Шрифт:
Интервал:
Закладка:
— Да чего ж ты крестишься, разве я ведьма? — прозвучал голос, низкий, певучий. Девушка небрежно откинула назад упавшую на лоб белокурую прядь. Митя молчал.
— Ты как сюда забрел? Здесь лес кругом на сто верст…
Светлые глаза с длинными изогнутыми ресницами зорко разглядывали Митю. Он наконец опомнился от неожиданности этой встречи (да и мало ли чего на свете не бывает?), поклонился. Отметил, что сарафан девицы богат, с золотым шитьем, украшенный дорогими камнями.
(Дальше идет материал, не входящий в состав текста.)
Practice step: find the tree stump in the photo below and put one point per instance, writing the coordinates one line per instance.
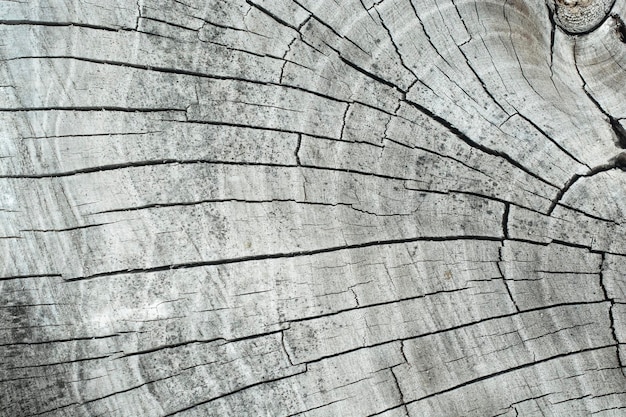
(313, 207)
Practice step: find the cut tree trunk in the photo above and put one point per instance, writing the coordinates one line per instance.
(312, 207)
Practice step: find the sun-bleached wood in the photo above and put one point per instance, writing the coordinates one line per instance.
(392, 208)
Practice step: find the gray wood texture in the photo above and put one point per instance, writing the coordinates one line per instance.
(392, 208)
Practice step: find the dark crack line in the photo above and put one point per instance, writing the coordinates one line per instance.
(281, 255)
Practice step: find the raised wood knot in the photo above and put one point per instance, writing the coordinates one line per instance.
(580, 16)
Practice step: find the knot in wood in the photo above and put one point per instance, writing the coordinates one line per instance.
(580, 16)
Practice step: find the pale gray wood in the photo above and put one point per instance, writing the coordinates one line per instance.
(312, 208)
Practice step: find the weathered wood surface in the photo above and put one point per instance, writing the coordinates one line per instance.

— Дмитрий я… на богомолье иду.
— А чего через лес-то? Ох! И занесло тебя. Меня-то Ксения зовут, Шерстова я, дворянская дочь. А к нам, миленький, гости не заглядывают, а коли и заглядывают, их с опаской встречают. Ага, вот сейчас и поймешь…
Из-за деревьев показался маленький мужичишка с длиннющей бородой. Увидев Ксению, всплеснул руками.
— Вот где гуляешь, матушка, насилу отыскал! А с кем беседуешь-то? Семен Иванович и так гневается…
От пристального взгляда маленьких глаз Мите стало не по себе.
Ксения нахмурилась.
— Сбился с дороги парень, просит путь указать.
Мужичок прищурился, разглядывая юношу, потом поклонился:
— Сделай милость, следуй за мною.
Мите ничего не оставалось делать, как послушаться. Ксения оказалась рядом, шепнула еле слышно:
— Не ходи…
Но мужичок мягко, но крепко — не вырвешься! — захватил Митин локоть. Ксения сверкнула на обоих сердитым взглядом, коротким движением закинула косу за спину и, оттолкнув мужичка, быстро пошла вперед. Скоро она скрылась в зарослях.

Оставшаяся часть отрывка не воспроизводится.